After the ceremony, Dr. Farris spoke with Knowledge@Emory about her own career, life, and views on education.
Link to podcast available soon. Podcast transcript:
Knowledge@Emory: Why did you decide to go into education?
Farris: My mother was a teacher and I followed in her footsteps.
Knowledge@Emory: Why did you choose Spelman to make your home?
Farris: I had no alternative. My grandmother went there, my mother, and of course it was an outstanding college for woman. So I chose Spelman.
Knowledge@Emory: You've been teaching for more than 40 years-?
Farris: Fifty. I'm in my 52nd year, really.
Knowledge@Emory: What changes have you seen since you've been there?
Farris: There have been a number of changes. The student body has changed, and in order to keep up with the changes in the world, things are different.
Knowledge@Emory: What sort of changes have you seen in the student body?
Farris: Young women are more aggressive and outspoken, which is why Spelman doesn't believe that women should be quiet and sit in the background. So the students move right ahead in preparing themselves to be leaders.
Knowledge@Emory: In an international survey, American children tend to do less well in education than children from other countries. Why do you think this is?
Farris: I think it has a lot to do with the whole idea of freedom of choice. In other countries, you don't have the same types of freedoms. [In America], students feel they can express themselves and go in the directions they want to go. It's not a lockstep situation.
Knowledge@Emory: So you think that freedom means some people might choose to excel and others won't?
Knowledge@Emory: Historically black colleges have been struggling financially for several years. What do you see for their future?
Farris: We'll keep pushing. It's like it's always been-minorities are low on the totem post. We will continue to push on. We're not going to give up.
Knowledge@Emory: What are some of the advantages a historically black college offers to students, as opposed to a mainstream college?
Farris: Well, it's a mater of identification. That's first of all. It's to understand who you are. If you know who you are, then you can push on and you don't get lost in the crowd like you would in larger universities. I know that I wouldn't have been able to make it at Columbia if I hadn't had a substantial background and knew I had something to offer.

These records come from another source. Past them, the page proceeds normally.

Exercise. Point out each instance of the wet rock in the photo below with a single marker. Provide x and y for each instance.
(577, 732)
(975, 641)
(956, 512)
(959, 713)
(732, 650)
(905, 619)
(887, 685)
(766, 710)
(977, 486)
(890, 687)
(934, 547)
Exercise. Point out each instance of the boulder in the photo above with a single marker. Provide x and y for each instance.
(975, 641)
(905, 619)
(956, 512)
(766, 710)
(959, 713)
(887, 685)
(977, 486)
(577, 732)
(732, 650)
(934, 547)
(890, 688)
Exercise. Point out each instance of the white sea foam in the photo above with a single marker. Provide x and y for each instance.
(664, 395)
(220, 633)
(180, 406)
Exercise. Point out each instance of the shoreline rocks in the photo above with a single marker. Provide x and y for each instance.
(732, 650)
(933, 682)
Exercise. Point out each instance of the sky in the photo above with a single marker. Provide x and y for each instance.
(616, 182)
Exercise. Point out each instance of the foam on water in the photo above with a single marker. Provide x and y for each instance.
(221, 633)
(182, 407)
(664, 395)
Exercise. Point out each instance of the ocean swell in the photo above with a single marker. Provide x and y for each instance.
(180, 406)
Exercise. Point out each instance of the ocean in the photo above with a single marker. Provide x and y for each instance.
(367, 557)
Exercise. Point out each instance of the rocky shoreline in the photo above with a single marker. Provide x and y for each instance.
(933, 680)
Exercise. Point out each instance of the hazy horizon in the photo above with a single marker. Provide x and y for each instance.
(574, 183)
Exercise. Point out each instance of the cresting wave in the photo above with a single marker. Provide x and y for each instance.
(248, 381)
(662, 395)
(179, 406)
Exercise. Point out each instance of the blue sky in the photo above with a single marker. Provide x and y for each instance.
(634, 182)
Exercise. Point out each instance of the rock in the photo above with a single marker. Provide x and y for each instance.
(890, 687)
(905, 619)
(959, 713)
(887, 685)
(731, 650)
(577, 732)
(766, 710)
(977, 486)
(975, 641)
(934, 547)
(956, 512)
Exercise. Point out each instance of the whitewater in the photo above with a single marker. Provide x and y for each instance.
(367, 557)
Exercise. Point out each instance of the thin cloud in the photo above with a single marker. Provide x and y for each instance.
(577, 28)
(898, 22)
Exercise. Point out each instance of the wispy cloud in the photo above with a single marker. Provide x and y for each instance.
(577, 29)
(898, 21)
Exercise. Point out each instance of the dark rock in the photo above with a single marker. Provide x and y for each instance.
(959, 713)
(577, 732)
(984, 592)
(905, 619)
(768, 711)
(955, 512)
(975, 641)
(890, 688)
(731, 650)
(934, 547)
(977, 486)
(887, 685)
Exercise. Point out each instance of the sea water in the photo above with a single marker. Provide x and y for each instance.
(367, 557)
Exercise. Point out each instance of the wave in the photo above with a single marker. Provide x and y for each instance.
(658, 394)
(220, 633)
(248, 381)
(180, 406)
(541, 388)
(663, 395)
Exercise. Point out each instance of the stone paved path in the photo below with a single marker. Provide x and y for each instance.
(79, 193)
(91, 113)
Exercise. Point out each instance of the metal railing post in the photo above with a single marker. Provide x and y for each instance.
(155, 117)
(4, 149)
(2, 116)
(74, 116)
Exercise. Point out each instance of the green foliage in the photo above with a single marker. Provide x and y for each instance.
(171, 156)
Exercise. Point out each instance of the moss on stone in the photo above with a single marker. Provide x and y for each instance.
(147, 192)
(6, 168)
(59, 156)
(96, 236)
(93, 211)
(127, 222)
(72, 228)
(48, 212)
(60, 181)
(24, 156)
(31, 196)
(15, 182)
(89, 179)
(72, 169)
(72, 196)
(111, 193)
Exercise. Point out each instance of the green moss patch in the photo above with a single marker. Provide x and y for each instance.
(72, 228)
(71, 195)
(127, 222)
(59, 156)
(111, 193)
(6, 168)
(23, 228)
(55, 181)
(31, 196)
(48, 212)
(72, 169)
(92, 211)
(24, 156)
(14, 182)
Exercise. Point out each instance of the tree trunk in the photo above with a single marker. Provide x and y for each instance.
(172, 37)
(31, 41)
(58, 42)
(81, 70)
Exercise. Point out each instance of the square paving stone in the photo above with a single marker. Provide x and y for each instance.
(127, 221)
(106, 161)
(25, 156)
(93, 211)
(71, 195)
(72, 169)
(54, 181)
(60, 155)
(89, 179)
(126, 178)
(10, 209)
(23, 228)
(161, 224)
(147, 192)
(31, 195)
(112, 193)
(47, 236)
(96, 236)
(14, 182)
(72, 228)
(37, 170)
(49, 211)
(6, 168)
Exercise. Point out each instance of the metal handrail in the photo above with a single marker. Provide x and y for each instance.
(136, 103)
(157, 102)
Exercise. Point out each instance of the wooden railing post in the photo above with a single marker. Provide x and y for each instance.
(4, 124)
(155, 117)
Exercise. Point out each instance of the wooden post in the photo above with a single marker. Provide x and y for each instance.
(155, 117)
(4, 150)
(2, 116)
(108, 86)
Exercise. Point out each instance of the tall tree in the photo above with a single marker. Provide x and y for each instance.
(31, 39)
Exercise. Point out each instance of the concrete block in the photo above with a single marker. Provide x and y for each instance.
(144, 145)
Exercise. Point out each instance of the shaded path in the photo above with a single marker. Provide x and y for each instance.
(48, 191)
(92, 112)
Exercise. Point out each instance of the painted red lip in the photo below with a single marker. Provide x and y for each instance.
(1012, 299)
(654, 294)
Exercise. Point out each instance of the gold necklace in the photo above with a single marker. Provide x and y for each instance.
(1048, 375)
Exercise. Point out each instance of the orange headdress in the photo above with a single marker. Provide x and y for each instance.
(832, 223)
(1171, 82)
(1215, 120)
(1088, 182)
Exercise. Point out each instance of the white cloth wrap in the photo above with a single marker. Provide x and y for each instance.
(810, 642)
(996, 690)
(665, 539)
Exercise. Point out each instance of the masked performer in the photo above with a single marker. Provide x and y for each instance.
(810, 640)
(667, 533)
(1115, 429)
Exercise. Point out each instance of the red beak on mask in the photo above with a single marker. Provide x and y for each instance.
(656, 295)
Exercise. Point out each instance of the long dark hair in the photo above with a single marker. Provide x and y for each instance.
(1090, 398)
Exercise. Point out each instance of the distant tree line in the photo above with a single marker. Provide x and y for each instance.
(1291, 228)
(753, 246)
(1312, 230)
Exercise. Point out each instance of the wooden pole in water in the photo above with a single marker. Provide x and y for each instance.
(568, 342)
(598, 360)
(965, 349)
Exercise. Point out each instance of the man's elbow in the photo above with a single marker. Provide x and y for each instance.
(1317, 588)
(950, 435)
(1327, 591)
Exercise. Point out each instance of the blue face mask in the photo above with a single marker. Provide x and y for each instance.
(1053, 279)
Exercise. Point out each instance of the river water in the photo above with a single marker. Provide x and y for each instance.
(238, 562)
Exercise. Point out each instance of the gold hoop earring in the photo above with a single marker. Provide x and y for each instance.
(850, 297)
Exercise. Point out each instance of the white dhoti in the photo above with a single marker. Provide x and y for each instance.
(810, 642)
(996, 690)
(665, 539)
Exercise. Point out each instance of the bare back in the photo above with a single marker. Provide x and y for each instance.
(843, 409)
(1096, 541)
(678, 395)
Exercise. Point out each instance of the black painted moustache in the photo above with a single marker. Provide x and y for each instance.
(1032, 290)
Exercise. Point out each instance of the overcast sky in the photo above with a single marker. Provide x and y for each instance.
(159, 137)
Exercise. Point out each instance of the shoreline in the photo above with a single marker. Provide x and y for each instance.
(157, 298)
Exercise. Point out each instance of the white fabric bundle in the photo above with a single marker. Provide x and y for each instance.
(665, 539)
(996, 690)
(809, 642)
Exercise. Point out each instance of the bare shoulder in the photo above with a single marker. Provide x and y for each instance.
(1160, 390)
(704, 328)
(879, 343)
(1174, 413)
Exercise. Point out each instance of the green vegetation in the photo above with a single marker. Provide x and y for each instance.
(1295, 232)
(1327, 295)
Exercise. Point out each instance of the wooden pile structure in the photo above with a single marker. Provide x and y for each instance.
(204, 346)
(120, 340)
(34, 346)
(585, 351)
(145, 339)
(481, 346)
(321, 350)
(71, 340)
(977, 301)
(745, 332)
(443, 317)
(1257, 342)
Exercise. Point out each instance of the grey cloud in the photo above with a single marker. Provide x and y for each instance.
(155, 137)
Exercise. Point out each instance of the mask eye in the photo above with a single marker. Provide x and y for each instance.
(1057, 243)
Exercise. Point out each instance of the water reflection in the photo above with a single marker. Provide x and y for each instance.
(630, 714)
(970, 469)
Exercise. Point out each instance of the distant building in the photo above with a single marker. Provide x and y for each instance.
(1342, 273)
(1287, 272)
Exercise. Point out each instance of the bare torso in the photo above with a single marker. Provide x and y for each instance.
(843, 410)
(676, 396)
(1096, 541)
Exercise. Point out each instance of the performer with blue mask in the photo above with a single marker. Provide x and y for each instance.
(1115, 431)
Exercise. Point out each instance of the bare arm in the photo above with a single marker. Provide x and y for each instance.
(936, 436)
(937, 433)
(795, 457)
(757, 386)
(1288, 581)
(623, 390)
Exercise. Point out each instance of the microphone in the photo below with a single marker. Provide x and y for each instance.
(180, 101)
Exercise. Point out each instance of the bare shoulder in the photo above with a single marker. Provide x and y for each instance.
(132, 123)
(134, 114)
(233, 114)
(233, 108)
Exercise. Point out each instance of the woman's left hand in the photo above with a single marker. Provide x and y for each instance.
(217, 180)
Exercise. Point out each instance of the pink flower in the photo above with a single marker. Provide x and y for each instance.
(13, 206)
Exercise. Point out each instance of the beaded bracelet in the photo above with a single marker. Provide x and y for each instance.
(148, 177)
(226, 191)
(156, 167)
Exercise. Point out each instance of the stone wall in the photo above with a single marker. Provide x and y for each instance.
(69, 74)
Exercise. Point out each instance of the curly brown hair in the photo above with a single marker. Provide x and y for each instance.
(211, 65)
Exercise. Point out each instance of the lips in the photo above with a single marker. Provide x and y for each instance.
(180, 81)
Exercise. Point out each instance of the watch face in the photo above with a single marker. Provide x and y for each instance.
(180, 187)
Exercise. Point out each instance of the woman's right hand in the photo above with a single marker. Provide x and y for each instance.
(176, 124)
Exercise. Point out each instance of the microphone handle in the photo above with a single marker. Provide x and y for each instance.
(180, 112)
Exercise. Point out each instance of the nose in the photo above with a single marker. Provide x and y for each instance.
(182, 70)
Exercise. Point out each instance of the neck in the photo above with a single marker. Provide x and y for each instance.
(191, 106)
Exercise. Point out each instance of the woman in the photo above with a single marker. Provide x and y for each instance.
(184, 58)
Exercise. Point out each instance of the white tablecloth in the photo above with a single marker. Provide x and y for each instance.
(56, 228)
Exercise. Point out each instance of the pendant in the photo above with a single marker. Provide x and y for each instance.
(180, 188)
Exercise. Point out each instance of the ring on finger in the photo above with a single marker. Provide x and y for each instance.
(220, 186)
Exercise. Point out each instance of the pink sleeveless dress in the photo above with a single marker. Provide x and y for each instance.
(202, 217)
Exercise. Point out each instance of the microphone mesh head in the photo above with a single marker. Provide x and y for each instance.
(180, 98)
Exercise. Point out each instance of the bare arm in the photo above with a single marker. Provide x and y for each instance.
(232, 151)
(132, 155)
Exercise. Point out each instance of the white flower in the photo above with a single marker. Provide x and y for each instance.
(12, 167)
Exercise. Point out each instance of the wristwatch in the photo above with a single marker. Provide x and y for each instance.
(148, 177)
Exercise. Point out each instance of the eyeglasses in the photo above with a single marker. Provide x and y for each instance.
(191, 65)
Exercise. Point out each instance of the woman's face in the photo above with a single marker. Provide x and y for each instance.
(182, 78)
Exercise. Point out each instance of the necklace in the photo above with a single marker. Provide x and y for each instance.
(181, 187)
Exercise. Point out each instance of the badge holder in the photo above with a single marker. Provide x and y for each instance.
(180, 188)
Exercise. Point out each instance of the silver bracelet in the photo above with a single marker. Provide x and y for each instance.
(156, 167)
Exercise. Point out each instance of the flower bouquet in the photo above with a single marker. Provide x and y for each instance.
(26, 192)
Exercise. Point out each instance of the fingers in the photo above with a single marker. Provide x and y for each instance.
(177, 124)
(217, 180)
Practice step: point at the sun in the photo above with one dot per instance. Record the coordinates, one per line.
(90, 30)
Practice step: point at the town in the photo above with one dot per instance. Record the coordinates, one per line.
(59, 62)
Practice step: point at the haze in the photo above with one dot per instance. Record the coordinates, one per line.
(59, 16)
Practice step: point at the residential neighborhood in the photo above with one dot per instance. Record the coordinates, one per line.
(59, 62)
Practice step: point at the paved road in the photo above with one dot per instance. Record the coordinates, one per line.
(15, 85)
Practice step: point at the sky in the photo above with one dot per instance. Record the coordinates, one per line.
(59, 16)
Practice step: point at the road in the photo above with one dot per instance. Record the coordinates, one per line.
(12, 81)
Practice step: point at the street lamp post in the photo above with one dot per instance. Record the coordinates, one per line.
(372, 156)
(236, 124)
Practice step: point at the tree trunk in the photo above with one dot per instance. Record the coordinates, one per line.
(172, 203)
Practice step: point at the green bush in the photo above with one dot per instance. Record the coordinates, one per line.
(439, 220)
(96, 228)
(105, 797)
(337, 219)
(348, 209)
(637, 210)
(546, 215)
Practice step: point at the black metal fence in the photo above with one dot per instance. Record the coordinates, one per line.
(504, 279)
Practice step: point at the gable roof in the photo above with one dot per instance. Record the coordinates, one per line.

Knowledge@Emory: Why do you say you couldn't have made it at Columbia?'
Farris: I wouldn't have been exposed, and I wouldn't have had the background of knowing who I was as a person. That's very important, particularly when you are around and exposed to others not of your same race. Because I knew who I was, then I was able to adjust and do whatever. Although in many of my classes I was the only black student, and in one class, the only female and the only black.
Knowledge@Emory: How was that class for you?
Farris: It wasn't such a good experience, and I mentioned it in the book. The professor didn't acknowledge me and passed over me . . . When I went to grad school, I wanted to major in business administration because I had worked at the Citizens Trust Bank in the summers when I was in college, and I became interested in finance and banking. I had to go across the campus to the teacher's college, to what we called then Columbia proper. I was the only black woman-only woman-in that class. A few days later a black male joined and the instructor taught class as if we weren't there-didn't give us any recognition. At that point I changed my major.
Knowledge@Emory: What do you see as your greatest achievements?
Farris: Raising my children. And now I'm centered on my grandchild. I'm able to look at them and see that they've made it as contributing citizens and so forth. I think that's a contribution.
Knowledge@Emory: So you put that achievement over even the civil rights struggle and other things?
Farris: Oh yes, because they are the ones who will carry on.
Knowledge@Emory: Do you see yourself retiring?
Farris: (Laughter) Yes, I will retire. I don't know when, because I feel that if I retire, I don't know, it's like going into a shell. I've always been out and doing something. So I am trying to prepare myself, because I am the longest serving faculty member at Spelman.
Knowledge@Emory: Do you have any plans to retire soon?
Farris: Well, I take it day by day, year by year, semester by semester . . . .
Knowledge@Emory: What advice do you give to your Spelman students about life and balancing work and life?
Farris: I want them first of all to know who they are. If you know who you are, then you can contribute to others. If you're swept away and don't know who you are, then you tend to follow others . . . . If you know yourself and are happy with yourself, then you can contribute. That's what I try to impart to my students.